Healthcare – QUALITY, affordable healthcare – is a wide-open 3-point shot for President Trump and the GOP in this March Legislative Madness. But it requires ideas and guts that DC officials (especially GOP) haven’t heretofore shown.

An idea worth debating is targeted Surplus Charitable Donations (SCDs), which are donations yielding the donor a tax deduction worth more than the donation. For example, if ExxonMobil would donate $50 million to a charity hospital designated as a targeted Surplus Charitable Recipient (at least 40 percent Medicare/Medicaid patients), Exxon would receive a 107 percent tax deduction, or $53.5 million instead of $50 million. The charity hospital could use the funds for capital expenditures, or for operational costs associated with uninsured or indigent patients.
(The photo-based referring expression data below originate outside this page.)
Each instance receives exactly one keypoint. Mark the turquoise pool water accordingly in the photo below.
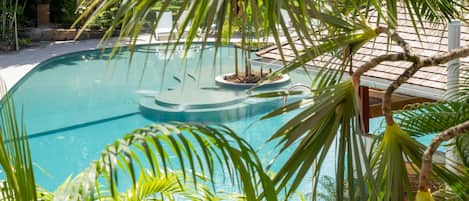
(76, 104)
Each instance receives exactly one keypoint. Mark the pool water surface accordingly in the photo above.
(76, 104)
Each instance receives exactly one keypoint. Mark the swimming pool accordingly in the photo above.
(77, 103)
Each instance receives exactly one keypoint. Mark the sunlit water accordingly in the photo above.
(76, 104)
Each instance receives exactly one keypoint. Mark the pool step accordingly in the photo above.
(222, 112)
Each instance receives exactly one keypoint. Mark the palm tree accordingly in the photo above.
(329, 118)
(331, 114)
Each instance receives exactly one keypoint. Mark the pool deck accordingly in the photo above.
(15, 65)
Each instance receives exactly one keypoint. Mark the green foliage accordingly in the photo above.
(63, 11)
(200, 149)
(104, 19)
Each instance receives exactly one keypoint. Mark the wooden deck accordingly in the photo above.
(433, 41)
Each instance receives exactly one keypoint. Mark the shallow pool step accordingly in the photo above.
(229, 111)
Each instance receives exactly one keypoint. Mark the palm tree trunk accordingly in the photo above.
(16, 26)
(427, 156)
(236, 62)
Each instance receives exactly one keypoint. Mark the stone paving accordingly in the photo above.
(15, 65)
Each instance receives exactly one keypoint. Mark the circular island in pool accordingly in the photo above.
(76, 104)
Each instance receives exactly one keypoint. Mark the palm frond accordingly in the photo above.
(15, 155)
(430, 118)
(328, 119)
(213, 151)
(396, 149)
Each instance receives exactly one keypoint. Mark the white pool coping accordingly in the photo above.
(15, 65)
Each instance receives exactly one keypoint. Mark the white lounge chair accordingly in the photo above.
(165, 25)
(181, 20)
This plan incentivizes hospitals to take Medicare, Medicaid, uninsured and indigent patients. It also makes it…well…profitable for corporations to give those hospitals money. Per an article in ZeroHedge, ExxonMobil’s 2014 income tax bill was about $18 billion. Imagine if — instead of paying all that to Uncle Sam — they donated $10 billion in Surplus Charitable Donations and got the 7 percent additional deduction. ExxonMobil saves $700 million.
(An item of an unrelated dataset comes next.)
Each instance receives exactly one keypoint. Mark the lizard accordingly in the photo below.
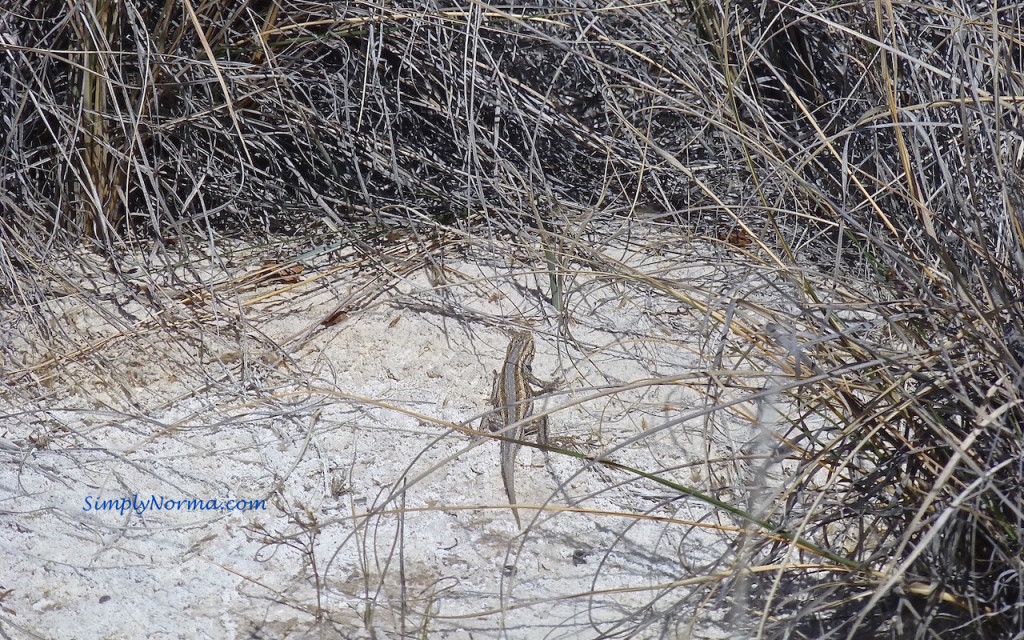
(512, 396)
Think their board and shareholders are interested in that?

How many charity hospitals could we fund with $10 billion? How much money would it raise if corporations made a 7 percent annual return on charitable donations?

I haven’t seen recent studies on the percentage of each tax dollar government bureaucracy swipes from the ultimate program recipients. However, it’s safe to say the number is more than 7 percent. Clearly this plan increases efficiency as well.
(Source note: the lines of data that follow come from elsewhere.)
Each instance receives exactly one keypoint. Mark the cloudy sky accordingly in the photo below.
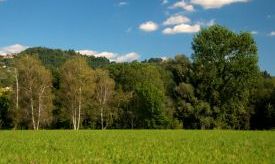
(126, 30)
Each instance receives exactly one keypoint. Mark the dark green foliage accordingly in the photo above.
(219, 87)
(225, 66)
(5, 114)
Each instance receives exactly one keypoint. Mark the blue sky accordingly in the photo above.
(124, 30)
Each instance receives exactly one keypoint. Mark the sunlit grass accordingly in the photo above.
(137, 146)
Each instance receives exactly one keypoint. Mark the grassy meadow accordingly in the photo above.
(137, 146)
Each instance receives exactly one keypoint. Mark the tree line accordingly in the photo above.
(219, 87)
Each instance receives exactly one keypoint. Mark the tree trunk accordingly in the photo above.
(32, 109)
(101, 115)
(79, 108)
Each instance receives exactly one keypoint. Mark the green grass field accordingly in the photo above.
(137, 146)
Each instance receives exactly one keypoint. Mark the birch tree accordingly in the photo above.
(104, 93)
(77, 85)
(35, 90)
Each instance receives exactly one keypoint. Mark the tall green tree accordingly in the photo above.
(226, 68)
(77, 87)
(35, 91)
(104, 93)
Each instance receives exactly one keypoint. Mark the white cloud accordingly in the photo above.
(122, 3)
(129, 57)
(183, 5)
(164, 2)
(12, 49)
(207, 23)
(272, 33)
(182, 28)
(176, 19)
(211, 4)
(148, 26)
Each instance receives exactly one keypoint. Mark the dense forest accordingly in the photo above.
(219, 87)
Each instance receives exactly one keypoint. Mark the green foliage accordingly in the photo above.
(225, 66)
(219, 87)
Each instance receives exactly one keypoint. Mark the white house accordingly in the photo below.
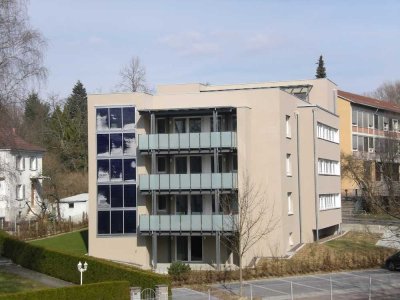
(75, 207)
(20, 176)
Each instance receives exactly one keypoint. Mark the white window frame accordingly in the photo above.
(288, 165)
(328, 167)
(20, 191)
(329, 201)
(288, 127)
(33, 163)
(20, 163)
(290, 203)
(327, 133)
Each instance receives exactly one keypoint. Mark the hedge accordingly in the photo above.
(64, 266)
(94, 291)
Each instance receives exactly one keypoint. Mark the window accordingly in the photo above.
(195, 164)
(234, 162)
(290, 204)
(162, 203)
(194, 125)
(288, 165)
(162, 164)
(196, 204)
(161, 126)
(329, 201)
(116, 170)
(395, 125)
(20, 192)
(20, 163)
(328, 133)
(33, 163)
(354, 117)
(328, 167)
(288, 128)
(181, 165)
(180, 125)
So we create a more efficient funding model in addition to motivating parties to both serve and fund low-income citizens’ healthcare.

Obviously, the quality-of-care devils are in the details, but desperate times require unconventional solutions. Make no mistake, the American Healthcare System faces desperate times as Obamacare staggers toward collapse.

The GOP’s Obamacare repeal/replace stumble is a lost opportunity, but not irrevocable. The Left’s failure to serve middle and lower-class Americans is now undeniable. Most liberals, especially at the national level, barely hide their contempt for their own voters.

As Berkley’s protester-pocked streets burn and college campuses debate the validity of First Amendment Free Speech rights, Congressional leaders should remind the public that quality, affordable healthcare is the goal. Otherwise, we’re all just paying more to stay sick. And that’s not good for anyone.